Paul
Goble
Staunton, April 19 – Despite having
achieved so many of his goals with the Geneva Accords on Ukraine, few doubt
that Vladimir Putin will violate them and push even further into that country,
using surrogates to allow him deniability for a time and then the Russian
military openly when he decides the time is right, according to Aleksey
Shiropayev.
Consequently, the Russian
regionalist argues in a new blog post, “Ukraine must prepare itself for further
war” because Putin won’t give up that which “already in essence is in his hands”
and because the balance of forces in south-eastern Ukraine is already running
in his favor in the view of people there (shiropaev.livejournal.com/439570.html).
On the one hand, Moscow can be counted
on to continue to deny it has any relationship
with the secessionist groups and especially with their more outrageous actions –
such as the reported pogrom directed against Roma community in Slavyansk – and to
blame the Ukrainians for any problems (lb.ua/news/2014/04/19/ 263761_slavyanske_nachalis_ pogromi_tsigan.html).
The
Russian government indeed may even declare that such things highlight the
weakness of the Ukrainian authorities and argue that it can suppress them only
by putting its own forces on the ground, thereby further exploiting the disorders
that it has provoked and sponsored if not in some cases created out of whole
cloth.
And on the other, Shiropayev
suggests, it will have the time and cover to do so because the other
signatories to the Geneva Accords – especially the US and the EU – won’t want
to complain too vigorously lest they call attention to how much they gave
up. Complaints by Kyiv, also implicated,
in the accords will simply be dismissed by many as nothing new.
At some point, the Russian analyst
says, Putin will send in the Russian military openly, along the following directions:
toward Luhansk and Donetsk with a breakout at Slavyansk and dKramatorsk and
toard Mariupol with a breakout via Beryansk toward Militopol. That will give Moscow control of the railway
and highway connecting Crimea and central Russia.
Moreover, Shiropayev says, such
lines o attack will leave the entire Zaporozhy district “under the control of the
aggressor.” That Putin is thinking in
exactly these terms, he suggests, is shown by the appearance there yesterday of
buses of “Putin tourists,” the term Ukrainians use to designate Russians who
come to fight in Ukraine (unian.net/politics/909258-turistyi-putina-edut-v-zaporojskuyu-oblast.html).

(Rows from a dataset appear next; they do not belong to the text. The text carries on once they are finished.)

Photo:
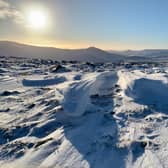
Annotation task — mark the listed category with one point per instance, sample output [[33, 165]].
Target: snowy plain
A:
[[83, 115]]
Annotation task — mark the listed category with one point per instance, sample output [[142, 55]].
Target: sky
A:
[[107, 24]]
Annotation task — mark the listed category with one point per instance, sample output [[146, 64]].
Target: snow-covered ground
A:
[[83, 115]]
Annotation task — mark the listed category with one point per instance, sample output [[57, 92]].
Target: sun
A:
[[37, 19]]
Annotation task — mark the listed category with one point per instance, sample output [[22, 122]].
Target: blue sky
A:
[[108, 24]]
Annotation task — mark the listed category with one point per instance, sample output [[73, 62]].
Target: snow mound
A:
[[150, 92], [77, 96], [45, 82]]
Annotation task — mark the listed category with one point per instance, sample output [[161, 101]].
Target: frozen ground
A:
[[83, 115]]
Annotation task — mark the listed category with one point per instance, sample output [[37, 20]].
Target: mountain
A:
[[90, 54], [143, 53]]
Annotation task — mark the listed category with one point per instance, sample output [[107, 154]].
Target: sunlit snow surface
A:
[[83, 115]]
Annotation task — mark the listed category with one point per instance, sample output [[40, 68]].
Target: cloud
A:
[[8, 12]]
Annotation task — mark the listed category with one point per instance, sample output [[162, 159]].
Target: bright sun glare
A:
[[37, 19]]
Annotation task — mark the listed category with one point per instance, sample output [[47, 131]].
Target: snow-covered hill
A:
[[90, 54], [82, 115]]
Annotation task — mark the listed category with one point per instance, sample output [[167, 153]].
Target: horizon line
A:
[[78, 48]]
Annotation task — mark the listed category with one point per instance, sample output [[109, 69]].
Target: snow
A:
[[93, 116]]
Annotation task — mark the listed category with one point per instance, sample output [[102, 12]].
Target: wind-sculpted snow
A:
[[92, 116], [44, 82], [77, 96]]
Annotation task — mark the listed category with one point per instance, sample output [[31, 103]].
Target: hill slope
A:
[[91, 54]]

The next phase of this open
invasion, he says, will be to send Russian military units to Herson, Mykolayev
and Odessa, with a breakout to Transdniestria, from which an attack can be
launched against Western Ukraine and cut it off from the center of the
country. In all these places, Russian
special forces have already been involved in seizures and attempted seizures of
government institutions (niknews.mk.ua/2014/04/16/shturmom-nikolaevskoj-oblgosadministratsii-rukovodil-ofitser-rossijskogo-gru/).